Giacomo Consalez
Developmental neurogenetics
Our laboratory focuses on neurogenesis during embryonic development and is moving into the field of neural regeneration. During embryonic development neurogenesis requires a perfect balance between mechanisms that support self renewal of undifferentiated progenitors and others that push progenitors towards commitment and post-mitotic differentiation. The mammalian cerebellum is an eloquent example of this: in the mouse, cerebellar neurogenesis starts on embryonic day 11 and is completed only around postnatal day 20, featuring repeated events of self-renewal, cell fate determination, clonal expansion and neuronal migration.

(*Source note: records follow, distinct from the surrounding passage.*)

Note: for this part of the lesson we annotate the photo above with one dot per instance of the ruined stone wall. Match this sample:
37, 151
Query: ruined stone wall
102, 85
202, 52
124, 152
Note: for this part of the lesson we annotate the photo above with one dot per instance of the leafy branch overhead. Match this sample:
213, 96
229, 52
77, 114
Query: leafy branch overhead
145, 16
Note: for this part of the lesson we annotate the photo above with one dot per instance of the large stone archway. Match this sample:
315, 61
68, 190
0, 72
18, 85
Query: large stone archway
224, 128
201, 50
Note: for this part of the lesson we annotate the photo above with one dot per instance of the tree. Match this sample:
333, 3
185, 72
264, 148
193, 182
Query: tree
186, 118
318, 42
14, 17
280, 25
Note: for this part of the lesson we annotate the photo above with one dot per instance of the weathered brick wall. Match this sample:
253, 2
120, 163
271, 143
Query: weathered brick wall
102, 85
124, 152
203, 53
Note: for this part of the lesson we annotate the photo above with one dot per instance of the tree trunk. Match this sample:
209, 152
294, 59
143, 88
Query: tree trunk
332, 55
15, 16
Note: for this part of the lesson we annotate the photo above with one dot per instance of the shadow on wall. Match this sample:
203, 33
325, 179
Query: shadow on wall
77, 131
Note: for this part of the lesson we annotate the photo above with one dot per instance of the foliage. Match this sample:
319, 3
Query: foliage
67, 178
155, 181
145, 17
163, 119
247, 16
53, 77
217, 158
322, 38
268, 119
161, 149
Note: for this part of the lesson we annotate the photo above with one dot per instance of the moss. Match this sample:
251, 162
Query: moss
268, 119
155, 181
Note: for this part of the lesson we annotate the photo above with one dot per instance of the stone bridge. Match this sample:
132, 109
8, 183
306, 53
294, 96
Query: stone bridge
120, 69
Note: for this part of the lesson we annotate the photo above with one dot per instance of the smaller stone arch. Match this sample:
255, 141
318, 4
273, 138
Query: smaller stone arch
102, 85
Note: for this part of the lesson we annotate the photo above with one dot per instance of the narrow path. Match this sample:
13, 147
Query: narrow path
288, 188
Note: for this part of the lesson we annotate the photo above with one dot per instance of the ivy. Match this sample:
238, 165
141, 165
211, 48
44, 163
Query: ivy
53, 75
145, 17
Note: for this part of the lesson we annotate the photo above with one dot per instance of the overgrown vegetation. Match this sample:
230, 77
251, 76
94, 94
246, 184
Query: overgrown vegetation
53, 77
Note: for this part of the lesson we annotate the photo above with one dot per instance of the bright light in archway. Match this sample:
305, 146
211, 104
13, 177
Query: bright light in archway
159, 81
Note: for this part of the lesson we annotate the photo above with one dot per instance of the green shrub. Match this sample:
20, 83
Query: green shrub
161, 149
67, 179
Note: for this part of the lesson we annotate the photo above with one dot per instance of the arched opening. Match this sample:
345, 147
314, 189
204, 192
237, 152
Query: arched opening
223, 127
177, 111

Numerous spontaneous and induced mutations are providing precious information on the molecular mechanisms that regulate these phenomena, and on their links with human diseases of cerebellar development and of mature cerebellar neurons. our group is contributing to this knowledge with studies of cerebellar patterning (Masserdotti et al, in press), cerebellar cortical boundary formation (Croci et al., 2006, Chung et al, 2008), cerebellar GABAergic neurogenesis and Purkinje cell specification (Zordan et al., 2008, Leto et al., in preparation), and of Purkinje cells survival (Croci, Barili et al., in press). Furthermore, we have contributed to the characterization of a novel type of neural stem cells (Calabrese et al., in revision, Albieri et al., submitted) to attempt to recapitulate in vitro the regulatory cascade that govern cerebellar neurogenesis in vivo.
We are now planning to put our experience to task in order to assess the ability of in vitro implemented neural progenitors to integrate into the postnatal cerebellum of wild type mice and models of cerebellar ataxias.